Fort heureusement, l'approche est assez exemplaire en France. Au titre de cette souveraineté, nous avons défini des règles, que nous faisons respecter. Politiquement, cela signifie que nous prenons en main notre destin. Je rappelle à nouveau que l'objectif de la pêche professionnelle consiste bien à nourrir la population. Je souligne également que la pêche française ne représente que 20 % de la demande nationale : sur un étal de poissonnier, 80 % des produits disponibles sont importés.
Par ailleurs, il faut rééduquer les Français, qui consomment essentiellement quatre espèces majeures : le thon, le saumon, qui est très peu élevé en France, le cabillaud, qui n'est pas pêché par la pêche française, et la crevette, qui provient essentiellement du Mozambique, où il n'existe aucune norme environnementale ni sociale. Il est indispensable d'élargir la consommation nationale à la multitude d'espèces dont nous disposons en France et que tous les pays en Europe nous envient.
Je rappelle aussi que notre filière halieutique fait partie des activités les moins carbonées. Nous répondons à tous les standards internationaux ou communautaires. De plus, le poisson fournit une protéine à haute valeur nutritionnelle, qui est en outre la dernière protéine sauvage. Malheureusement, notre filière n'est pas aujourd'hui considérée comme stratégique et nous sommes confrontés à un carcan administratif extrêmement pesant, qu'il soit communautaire ou national.

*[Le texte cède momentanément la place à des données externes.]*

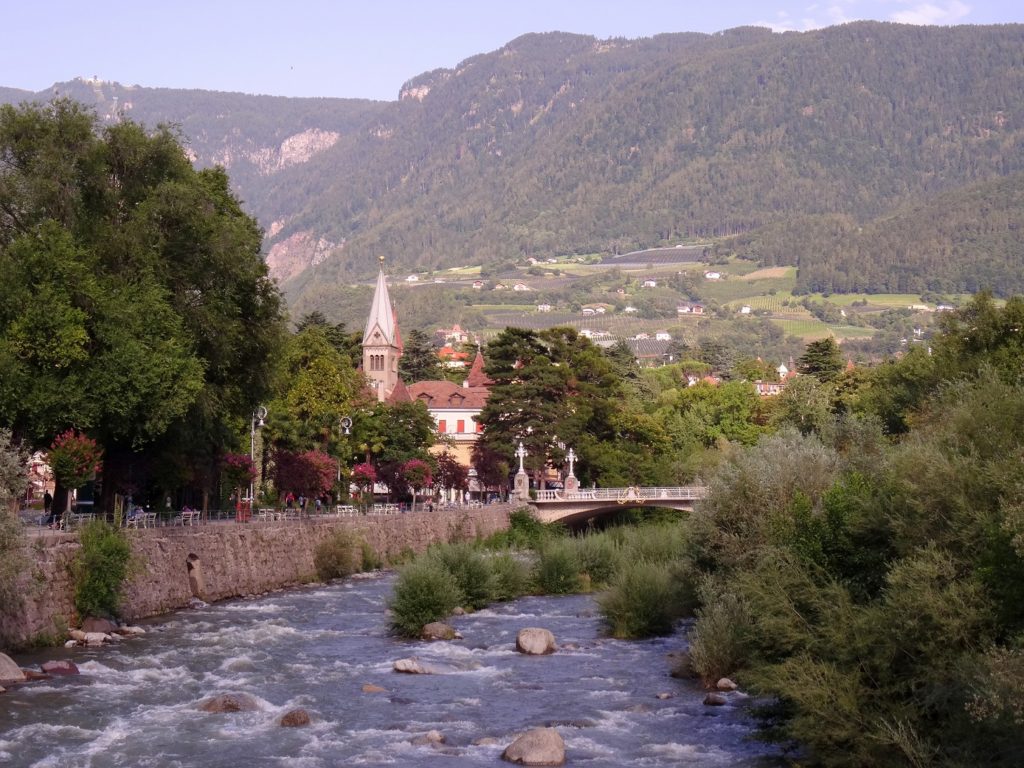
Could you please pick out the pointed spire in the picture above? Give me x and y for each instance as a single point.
(477, 378)
(381, 312)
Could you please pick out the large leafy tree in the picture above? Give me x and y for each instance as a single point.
(552, 390)
(419, 360)
(135, 305)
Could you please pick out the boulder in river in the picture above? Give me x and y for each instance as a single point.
(537, 747)
(295, 719)
(105, 626)
(59, 667)
(535, 641)
(10, 672)
(437, 631)
(411, 667)
(229, 702)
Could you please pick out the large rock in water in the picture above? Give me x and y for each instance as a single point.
(229, 702)
(10, 672)
(295, 719)
(539, 747)
(59, 667)
(535, 641)
(410, 667)
(437, 631)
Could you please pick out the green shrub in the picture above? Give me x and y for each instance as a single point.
(338, 556)
(511, 577)
(100, 569)
(644, 600)
(558, 568)
(470, 569)
(371, 560)
(599, 557)
(524, 531)
(425, 592)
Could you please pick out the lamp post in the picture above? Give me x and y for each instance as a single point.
(258, 420)
(345, 428)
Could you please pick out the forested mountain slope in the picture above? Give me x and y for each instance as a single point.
(560, 142)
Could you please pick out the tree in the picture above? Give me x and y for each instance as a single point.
(137, 306)
(416, 473)
(821, 359)
(419, 359)
(310, 473)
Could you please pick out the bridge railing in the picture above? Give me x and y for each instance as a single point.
(622, 496)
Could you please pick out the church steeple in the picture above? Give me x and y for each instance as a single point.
(381, 341)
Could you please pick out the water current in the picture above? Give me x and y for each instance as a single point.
(315, 647)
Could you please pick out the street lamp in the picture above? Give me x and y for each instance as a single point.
(258, 420)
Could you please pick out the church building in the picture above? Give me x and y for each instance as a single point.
(455, 409)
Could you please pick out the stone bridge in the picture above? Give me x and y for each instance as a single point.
(577, 506)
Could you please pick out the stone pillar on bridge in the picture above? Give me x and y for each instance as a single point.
(521, 478)
(571, 483)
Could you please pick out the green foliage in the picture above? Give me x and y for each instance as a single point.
(643, 600)
(340, 555)
(100, 569)
(511, 577)
(558, 568)
(425, 592)
(470, 569)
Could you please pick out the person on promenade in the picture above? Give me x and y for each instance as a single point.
(48, 509)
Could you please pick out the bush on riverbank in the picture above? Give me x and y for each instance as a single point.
(425, 592)
(644, 599)
(879, 604)
(100, 568)
(340, 555)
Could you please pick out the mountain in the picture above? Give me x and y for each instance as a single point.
(563, 143)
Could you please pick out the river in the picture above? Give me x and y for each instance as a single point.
(314, 647)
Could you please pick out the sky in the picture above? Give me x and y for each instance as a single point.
(368, 49)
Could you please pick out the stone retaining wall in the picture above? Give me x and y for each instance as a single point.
(221, 560)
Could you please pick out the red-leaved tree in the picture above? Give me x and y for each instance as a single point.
(310, 473)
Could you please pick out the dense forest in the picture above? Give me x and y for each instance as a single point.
(873, 156)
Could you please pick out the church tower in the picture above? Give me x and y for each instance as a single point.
(381, 342)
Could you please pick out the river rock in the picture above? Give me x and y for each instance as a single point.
(411, 667)
(430, 737)
(538, 747)
(437, 631)
(59, 667)
(105, 626)
(295, 719)
(535, 641)
(229, 702)
(10, 672)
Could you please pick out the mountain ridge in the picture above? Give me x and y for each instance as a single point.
(562, 143)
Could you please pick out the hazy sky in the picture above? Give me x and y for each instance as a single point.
(369, 48)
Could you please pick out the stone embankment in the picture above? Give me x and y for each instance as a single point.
(215, 561)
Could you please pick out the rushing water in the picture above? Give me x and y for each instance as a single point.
(135, 704)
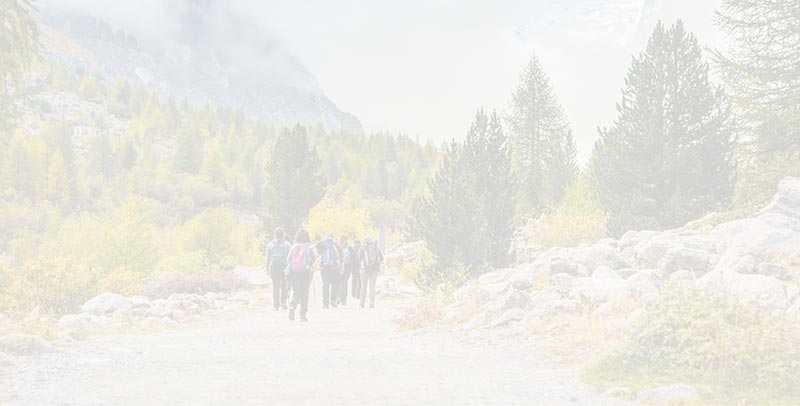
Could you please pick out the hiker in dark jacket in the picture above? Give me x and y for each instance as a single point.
(357, 269)
(349, 266)
(299, 265)
(371, 260)
(275, 259)
(330, 267)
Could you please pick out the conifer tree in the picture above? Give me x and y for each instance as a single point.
(468, 217)
(543, 148)
(294, 181)
(667, 158)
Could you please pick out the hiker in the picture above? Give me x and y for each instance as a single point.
(330, 266)
(357, 270)
(298, 268)
(371, 259)
(275, 258)
(349, 266)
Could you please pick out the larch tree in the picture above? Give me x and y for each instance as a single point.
(294, 182)
(542, 145)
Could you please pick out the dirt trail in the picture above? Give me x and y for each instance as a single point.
(341, 357)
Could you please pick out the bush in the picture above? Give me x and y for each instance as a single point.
(729, 350)
(579, 218)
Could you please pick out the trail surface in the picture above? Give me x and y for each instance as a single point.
(345, 356)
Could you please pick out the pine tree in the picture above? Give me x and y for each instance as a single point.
(760, 70)
(189, 150)
(294, 181)
(667, 158)
(543, 148)
(467, 218)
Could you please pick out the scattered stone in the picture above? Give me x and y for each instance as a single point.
(669, 395)
(106, 303)
(24, 344)
(522, 280)
(508, 316)
(604, 272)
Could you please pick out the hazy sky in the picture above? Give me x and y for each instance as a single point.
(423, 67)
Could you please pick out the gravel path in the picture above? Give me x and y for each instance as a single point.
(341, 357)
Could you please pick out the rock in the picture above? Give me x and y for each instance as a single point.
(106, 303)
(507, 317)
(604, 272)
(7, 362)
(669, 395)
(642, 284)
(598, 291)
(139, 302)
(598, 255)
(764, 290)
(24, 344)
(75, 322)
(253, 276)
(681, 258)
(522, 280)
(625, 273)
(562, 281)
(618, 392)
(776, 271)
(488, 292)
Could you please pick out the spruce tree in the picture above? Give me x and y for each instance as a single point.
(294, 182)
(467, 218)
(760, 71)
(667, 158)
(542, 145)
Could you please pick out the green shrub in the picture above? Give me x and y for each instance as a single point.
(729, 350)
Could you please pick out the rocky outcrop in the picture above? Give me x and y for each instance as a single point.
(750, 260)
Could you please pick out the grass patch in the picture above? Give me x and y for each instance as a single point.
(733, 353)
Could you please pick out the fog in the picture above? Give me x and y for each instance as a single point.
(423, 67)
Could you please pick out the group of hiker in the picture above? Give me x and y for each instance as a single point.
(342, 264)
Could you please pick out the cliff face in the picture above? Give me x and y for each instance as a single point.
(203, 59)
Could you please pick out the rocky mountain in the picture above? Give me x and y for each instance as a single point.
(201, 58)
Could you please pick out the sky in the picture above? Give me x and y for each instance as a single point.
(423, 67)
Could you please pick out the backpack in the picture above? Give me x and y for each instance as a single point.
(330, 255)
(371, 255)
(278, 252)
(300, 257)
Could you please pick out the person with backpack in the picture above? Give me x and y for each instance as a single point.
(371, 260)
(298, 269)
(275, 258)
(357, 269)
(330, 266)
(349, 266)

Il faut redonner aux entreprises leur capacité à agir, avec des emplois français, ce qui implique de former des jeunes. Malheureusement, nous ne trouvons plus aujourd'hui de marins français. Il est nécessaire de remettre en valeur cette filière au sein de l'éducation nationale, de parler de ses métiers, quels qu'ils soient, privés ou militaires, mais également des autres activités liées comme le commerce ou le shipping.
Nous ne pouvons pas continuer d'exercer des métiers qui souffrent, comme toute la filière, d'un manque de visibilité : tous les onze mois, les règles sont remises en cause. Cela n'est plus possible, d'autant plus que les investissements auxquels les pêcheurs doivent consentir sont particulièrement onéreux : sur un navire de pêche, le mètre linéaire coûte 180 000 euros. Sans le soutien public national et sans le soutien de l'Union européenne, nous perdrons notre souveraineté alimentaire.